BURROWING OWL REPORT SUPPRESSED BY FISH AND GAME COMES TO LIGHT
FOR IMMEDIATE RELEASE February 2, 2004
“The responsibility for the state’s failure to protect a clearly imperiled species lies with former Fish and Game Director Robert Hight,” said Jeff Miller, spokesperson for the Center for Biological Diversity. “We call on Governor Schwarzenegger and the new Fish and Game Director to protect the burrowing owl under the California Endangered Species Act and to investigate this ‘owlgate’ incident.
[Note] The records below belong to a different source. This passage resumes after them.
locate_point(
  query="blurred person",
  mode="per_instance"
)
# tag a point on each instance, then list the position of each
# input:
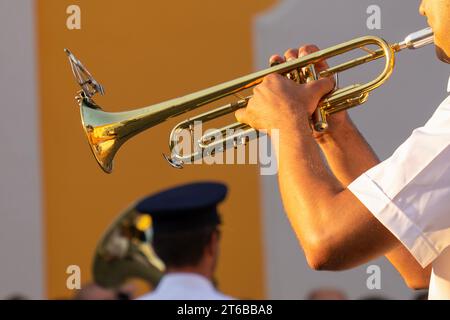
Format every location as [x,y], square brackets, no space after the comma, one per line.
[421,296]
[326,294]
[347,208]
[93,291]
[186,237]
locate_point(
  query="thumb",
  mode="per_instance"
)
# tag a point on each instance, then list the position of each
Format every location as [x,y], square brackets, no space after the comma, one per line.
[241,115]
[321,87]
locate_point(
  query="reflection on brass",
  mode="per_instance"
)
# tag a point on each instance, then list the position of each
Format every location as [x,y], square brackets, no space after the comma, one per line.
[125,252]
[106,131]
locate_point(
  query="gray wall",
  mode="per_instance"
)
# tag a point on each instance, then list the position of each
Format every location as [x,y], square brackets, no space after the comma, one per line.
[415,90]
[20,198]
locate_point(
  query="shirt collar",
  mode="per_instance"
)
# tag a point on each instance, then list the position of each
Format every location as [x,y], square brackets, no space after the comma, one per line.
[185,279]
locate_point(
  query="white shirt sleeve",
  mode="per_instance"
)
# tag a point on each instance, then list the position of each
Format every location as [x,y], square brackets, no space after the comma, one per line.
[410,192]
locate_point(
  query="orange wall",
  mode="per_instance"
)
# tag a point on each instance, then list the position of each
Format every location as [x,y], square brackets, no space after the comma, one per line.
[142,52]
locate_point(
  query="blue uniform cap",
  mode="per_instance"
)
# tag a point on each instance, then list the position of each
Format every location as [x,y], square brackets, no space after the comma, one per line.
[187,207]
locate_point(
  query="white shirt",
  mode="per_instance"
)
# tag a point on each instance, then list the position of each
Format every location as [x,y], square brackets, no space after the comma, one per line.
[410,194]
[184,286]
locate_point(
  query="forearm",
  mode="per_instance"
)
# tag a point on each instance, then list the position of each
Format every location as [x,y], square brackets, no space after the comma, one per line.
[347,152]
[349,155]
[330,223]
[413,274]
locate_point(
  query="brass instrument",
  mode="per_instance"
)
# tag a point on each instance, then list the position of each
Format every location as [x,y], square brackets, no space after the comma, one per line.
[106,132]
[125,252]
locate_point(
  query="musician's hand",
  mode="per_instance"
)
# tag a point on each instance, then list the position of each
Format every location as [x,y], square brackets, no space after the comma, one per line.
[335,121]
[280,103]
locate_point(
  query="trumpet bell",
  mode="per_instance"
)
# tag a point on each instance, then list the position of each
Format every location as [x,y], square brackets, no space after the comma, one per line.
[101,138]
[106,132]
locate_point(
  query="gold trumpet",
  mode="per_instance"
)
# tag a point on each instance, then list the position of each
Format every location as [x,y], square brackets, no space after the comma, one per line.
[125,252]
[106,132]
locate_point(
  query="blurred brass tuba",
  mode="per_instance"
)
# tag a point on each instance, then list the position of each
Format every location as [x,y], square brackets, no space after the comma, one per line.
[125,252]
[106,131]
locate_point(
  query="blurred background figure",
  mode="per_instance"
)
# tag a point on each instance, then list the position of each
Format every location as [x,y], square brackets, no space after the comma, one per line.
[423,295]
[93,291]
[186,238]
[326,294]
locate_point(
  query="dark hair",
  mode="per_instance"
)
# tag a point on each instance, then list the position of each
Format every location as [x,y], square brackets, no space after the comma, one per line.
[182,248]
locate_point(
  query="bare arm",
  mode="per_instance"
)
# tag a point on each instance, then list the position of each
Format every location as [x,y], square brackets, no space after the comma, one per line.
[348,156]
[334,228]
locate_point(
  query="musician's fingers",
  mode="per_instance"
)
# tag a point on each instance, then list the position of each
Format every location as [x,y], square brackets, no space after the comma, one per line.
[241,115]
[311,48]
[291,54]
[276,59]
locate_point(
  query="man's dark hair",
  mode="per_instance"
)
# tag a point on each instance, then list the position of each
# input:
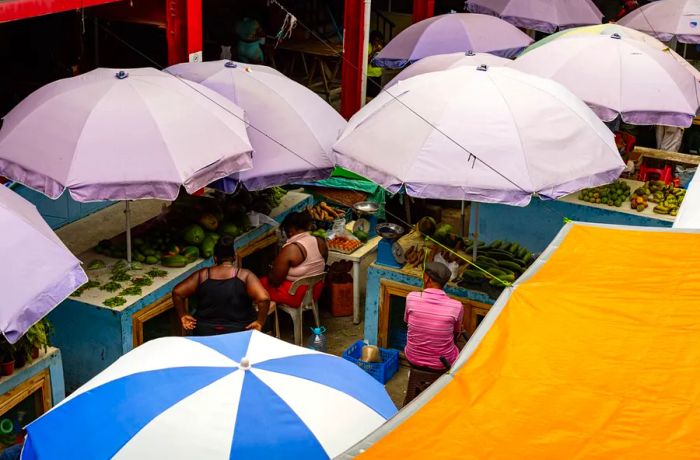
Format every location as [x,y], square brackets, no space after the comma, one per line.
[298,220]
[224,250]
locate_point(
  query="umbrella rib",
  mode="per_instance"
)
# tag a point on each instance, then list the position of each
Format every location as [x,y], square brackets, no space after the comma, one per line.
[309,129]
[517,130]
[241,119]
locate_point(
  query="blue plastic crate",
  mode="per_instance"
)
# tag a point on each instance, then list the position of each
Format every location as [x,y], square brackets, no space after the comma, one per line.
[382,372]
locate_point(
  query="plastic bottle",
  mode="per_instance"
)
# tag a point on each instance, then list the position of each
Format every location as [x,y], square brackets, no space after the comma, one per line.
[317,341]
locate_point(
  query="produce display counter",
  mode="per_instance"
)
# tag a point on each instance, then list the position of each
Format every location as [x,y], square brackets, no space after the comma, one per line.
[536,225]
[385,304]
[29,392]
[358,258]
[92,336]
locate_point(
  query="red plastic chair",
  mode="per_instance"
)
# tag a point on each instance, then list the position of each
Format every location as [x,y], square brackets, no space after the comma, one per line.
[665,174]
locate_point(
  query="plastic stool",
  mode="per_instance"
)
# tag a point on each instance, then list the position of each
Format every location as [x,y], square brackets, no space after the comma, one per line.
[419,380]
[665,174]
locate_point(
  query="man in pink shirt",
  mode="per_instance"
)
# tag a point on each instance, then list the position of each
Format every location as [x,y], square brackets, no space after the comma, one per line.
[433,321]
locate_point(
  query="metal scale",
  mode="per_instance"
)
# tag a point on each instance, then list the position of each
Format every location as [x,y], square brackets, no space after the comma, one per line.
[367,217]
[389,251]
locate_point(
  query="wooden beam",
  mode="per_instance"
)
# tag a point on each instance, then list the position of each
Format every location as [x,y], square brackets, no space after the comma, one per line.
[354,57]
[13,10]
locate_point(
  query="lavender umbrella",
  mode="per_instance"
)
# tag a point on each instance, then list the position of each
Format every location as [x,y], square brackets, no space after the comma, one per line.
[116,135]
[609,30]
[447,61]
[39,271]
[293,129]
[667,19]
[542,15]
[452,33]
[619,77]
[483,134]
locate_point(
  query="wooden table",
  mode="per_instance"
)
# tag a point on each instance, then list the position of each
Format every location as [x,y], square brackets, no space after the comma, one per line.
[357,258]
[325,58]
[92,336]
[41,380]
[672,157]
[386,285]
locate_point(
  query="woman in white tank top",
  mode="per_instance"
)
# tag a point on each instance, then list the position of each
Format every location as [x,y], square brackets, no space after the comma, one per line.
[303,255]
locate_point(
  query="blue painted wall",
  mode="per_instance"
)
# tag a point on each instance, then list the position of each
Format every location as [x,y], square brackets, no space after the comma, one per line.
[377,273]
[52,362]
[61,211]
[536,225]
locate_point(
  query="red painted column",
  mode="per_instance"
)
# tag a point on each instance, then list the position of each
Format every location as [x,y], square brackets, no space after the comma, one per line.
[423,9]
[354,55]
[183,30]
[194,30]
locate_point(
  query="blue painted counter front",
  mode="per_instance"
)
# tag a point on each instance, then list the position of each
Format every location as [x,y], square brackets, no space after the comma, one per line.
[377,273]
[92,336]
[536,225]
[50,360]
[61,211]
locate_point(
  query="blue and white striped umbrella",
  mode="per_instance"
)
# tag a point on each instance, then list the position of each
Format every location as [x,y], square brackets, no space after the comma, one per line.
[243,395]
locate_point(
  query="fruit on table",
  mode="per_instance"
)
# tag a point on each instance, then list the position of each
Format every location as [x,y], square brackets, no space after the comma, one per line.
[443,233]
[325,213]
[209,222]
[120,276]
[212,236]
[360,235]
[612,194]
[207,247]
[152,260]
[96,264]
[136,266]
[191,253]
[427,226]
[344,244]
[112,302]
[131,290]
[112,286]
[157,273]
[174,261]
[142,281]
[230,229]
[193,234]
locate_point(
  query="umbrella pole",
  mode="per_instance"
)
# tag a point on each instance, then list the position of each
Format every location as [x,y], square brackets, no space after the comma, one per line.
[475,217]
[127,212]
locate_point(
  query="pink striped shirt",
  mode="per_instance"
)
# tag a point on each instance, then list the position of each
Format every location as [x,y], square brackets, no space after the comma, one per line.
[433,318]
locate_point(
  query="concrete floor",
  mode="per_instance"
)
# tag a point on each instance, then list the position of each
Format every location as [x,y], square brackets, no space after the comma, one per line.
[106,223]
[341,333]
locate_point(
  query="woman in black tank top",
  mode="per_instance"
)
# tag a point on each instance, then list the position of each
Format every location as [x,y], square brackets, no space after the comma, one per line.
[226,296]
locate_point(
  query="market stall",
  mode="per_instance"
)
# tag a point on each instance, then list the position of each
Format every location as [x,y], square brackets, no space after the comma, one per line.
[121,308]
[28,393]
[537,224]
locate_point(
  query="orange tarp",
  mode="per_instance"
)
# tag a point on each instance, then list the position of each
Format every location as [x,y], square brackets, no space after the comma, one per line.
[596,355]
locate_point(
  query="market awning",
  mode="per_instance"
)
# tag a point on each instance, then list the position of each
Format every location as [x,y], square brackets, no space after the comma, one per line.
[594,353]
[13,10]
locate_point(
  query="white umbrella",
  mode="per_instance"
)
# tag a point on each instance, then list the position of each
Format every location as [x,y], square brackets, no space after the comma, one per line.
[292,129]
[619,77]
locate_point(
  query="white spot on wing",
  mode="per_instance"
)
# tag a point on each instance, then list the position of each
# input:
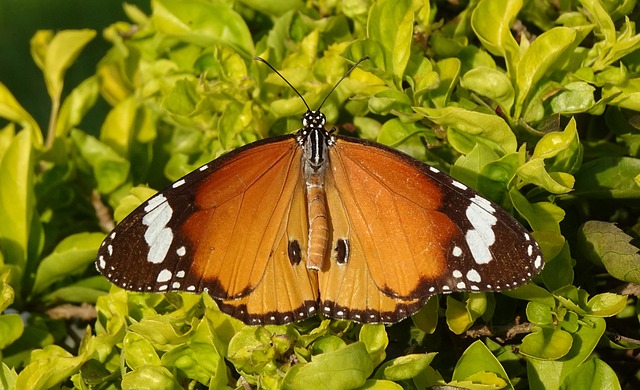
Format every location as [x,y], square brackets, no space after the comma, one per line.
[481,237]
[538,262]
[181,251]
[459,185]
[473,276]
[164,276]
[457,252]
[158,236]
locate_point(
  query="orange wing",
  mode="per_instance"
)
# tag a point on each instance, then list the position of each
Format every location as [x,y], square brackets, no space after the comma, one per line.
[223,229]
[411,232]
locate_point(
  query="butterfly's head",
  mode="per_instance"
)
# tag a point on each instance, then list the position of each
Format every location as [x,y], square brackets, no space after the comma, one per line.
[313,120]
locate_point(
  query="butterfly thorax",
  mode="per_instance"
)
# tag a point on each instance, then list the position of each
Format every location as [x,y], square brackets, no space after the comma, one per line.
[315,140]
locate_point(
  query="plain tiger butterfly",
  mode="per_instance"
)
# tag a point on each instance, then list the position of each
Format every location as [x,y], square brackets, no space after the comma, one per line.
[291,226]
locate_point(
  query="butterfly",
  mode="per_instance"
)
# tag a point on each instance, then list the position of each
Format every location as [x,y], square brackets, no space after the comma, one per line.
[313,223]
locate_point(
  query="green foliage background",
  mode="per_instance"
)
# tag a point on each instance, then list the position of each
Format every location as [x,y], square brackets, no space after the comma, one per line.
[534,105]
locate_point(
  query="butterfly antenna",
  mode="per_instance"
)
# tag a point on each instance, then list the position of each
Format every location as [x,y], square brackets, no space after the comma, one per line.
[296,91]
[282,77]
[339,81]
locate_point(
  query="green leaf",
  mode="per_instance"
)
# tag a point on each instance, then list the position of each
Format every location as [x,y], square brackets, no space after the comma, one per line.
[405,367]
[75,106]
[159,331]
[539,314]
[546,343]
[548,48]
[403,136]
[390,24]
[459,319]
[490,83]
[551,373]
[203,23]
[575,98]
[379,384]
[625,95]
[110,170]
[491,21]
[71,256]
[561,150]
[604,244]
[273,8]
[477,358]
[11,328]
[150,377]
[448,72]
[8,377]
[138,351]
[535,172]
[466,128]
[199,361]
[345,368]
[615,45]
[593,374]
[54,54]
[606,304]
[11,110]
[376,340]
[38,374]
[609,177]
[17,200]
[426,319]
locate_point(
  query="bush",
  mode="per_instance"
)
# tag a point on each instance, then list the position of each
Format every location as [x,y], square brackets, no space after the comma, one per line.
[533,106]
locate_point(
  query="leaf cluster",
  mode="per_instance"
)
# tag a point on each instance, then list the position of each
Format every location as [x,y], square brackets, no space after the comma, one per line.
[533,106]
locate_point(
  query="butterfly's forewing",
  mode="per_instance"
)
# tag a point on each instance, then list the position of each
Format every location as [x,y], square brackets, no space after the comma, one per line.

The Fish and Game Commission should reverse their decision in light of significant information that was deliberately withheld from them.”
“It appears the outgoing administration suppressed their own
biologists’ report recommending listing and twisted the facts
around to arrive at a recommendation that denies protection to a declining
species to appease development interests,” stated Kim Delfino,
California Director for Defenders of Wildlife.
Although two burrowing owl reports were written by DFG, coming to greatly differing conclusions, only one report was publicly released. The released report was condemned by leading owl experts (who were not paid for their comments) as biologically flawed, containing numerous errors and speculative conclusions about the status of the species. The released report was supported by two biological consultants with little owl expertise that were paid by agricultural and development interests to testify. The DFG staff did not disclose the existence of the second report to the Commission, depriving them of a balanced view in which to make their decision.
Had the Commission accepted the petition, the owl would have been designated as a “Candidate” species while a year-long status review was conducted by DFG. Candidate species receive the same protection under the California Endangered Species Act as endangered or threatened species. The Commission is scheduled to ratify its December decision rejecting the petition on February 5, and some of the petitioning organizations have vowed to file a lawsuit challenging the decision.
The western burrowing owl is a small ground-nesting bird of prairie and grassland habitats. Burrowing owls in California rely upon burrows dug by ground squirrels for nests, and require suitable habitat consisting of open fields with adequate food supply for foraging, low vegetative cover to allow owls to watch for predators, and roosting sites. Many historical accounts by naturalists reported the species was one of the most common birds in California. Burrowing owls ranged throughout the Central Valley, were found in suitable habitat in coastal areas from Marin County south to the Mexican border, and sparsely inhabited desert areas in northeastern and southeastern California. Owls have been in continuous decline throughout the state since at least the 1940s. Burrowing owls are threatened primarily by habitat loss to urban development and eradication of ground squirrels and other burrowing rodents. The common practice of relocating owls from development sites is accelerating local declines in rapidly urbanizing areas.
Burrowing owls have declined precipitously statewide in the last two decades. Breeding owls are in decline in half their geographic range in California and have been completely or nearly eliminated from Sonoma, Napa, Marin, western Contra Costa, San Francisco, San Mateo, Santa Cruz, Monterey, San Luis Obispo, Santa Barbara, Ventura, Los Angeles, Orange, and San Diego Counties. The censored DFG report concluded listing the burrowing owl may be warranted due to numerous factors: owl abundance through most of the species’ range has declined steadily since the 1940s; 60% of known owl colonies disappeared in the decade from the 1980s to the 1990s and this trend appears to be continuing; the number of pairs of breeding owls statewide declined 4-7% per year during the 1980s to the 1990s and the declines continue in most areas of the state; breeding populations have been completely or nearly eliminated from 30% of the California counties within their range and declines continue in an additional 60% of counties; remaining owls are largely concentrated in a very small portion (2%) of the state; and those populations may not serve as source populations for declining owl colonies elsewhere.
The Center for Biological Diversity is a nonprofit environmental organization dedicated to the protection of native species and their habitats. The Center works to protect and restore natural ecosystems and imperiled species through science, education, policy, and environmental law.